A notícia do tiro que atingira o rapaz correra do começo ao fim da rua e tornara do fim ao começo. Noitinha, as pessoas que haviam se recolhido às suas casas reabriram suas portas e voltaram à rua.  O trança-trança de gente indo e vindo, tentando recuperar fragmentos de uma história inacabada mantinha aceso o frêmito da desordem que se instalara.

Perto das oito da noite o subdelegado enfim conseguiu que a telefonista completasse a ligação para o delegado da cidade próxima. Não se passara uma hora depois disso e um jipe da polícia, recém-chegado, estacionava na rua de chão de terra.
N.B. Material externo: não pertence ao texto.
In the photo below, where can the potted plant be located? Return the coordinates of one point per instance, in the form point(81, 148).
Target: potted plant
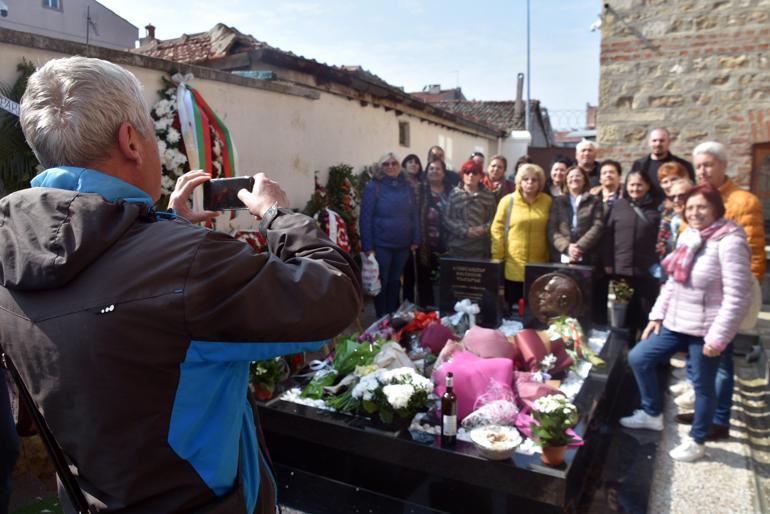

O primeiro que desceu foi o delegado. Atrás dele veio um homem grande, muito forte e com cara de poucos amigos. Depois se soube o nome dele: era o Sassafrás.

O Sassafrás era conhecido na região pela valentia. Dele dizia-se ser capaz de enfrentar qualquer um, em qualquer situação, no braço ou com qualquer arma. Sassafrás não negava fogo, não conhecia o medo. Fora ele quem buscara aquele terrível Tião, devedor de muitas mortes, procurado em três estados. Surpreendera o Tião numa venda de beira de estrada, tomando um trago com dois capangas. Tião, liso no trato do revólver, viu quando o Sassafrás entrou na venda e buscou pela arma na cintura. Não chegou a apertar o gatilho porque num segundo o Sassafrás estava em cima dele. Os capangas fugiram porque cachorro pequeno não entra em briga de cachorro grande. No fim deu o Sassafrás que amarrou bem o Tião e o levou preso.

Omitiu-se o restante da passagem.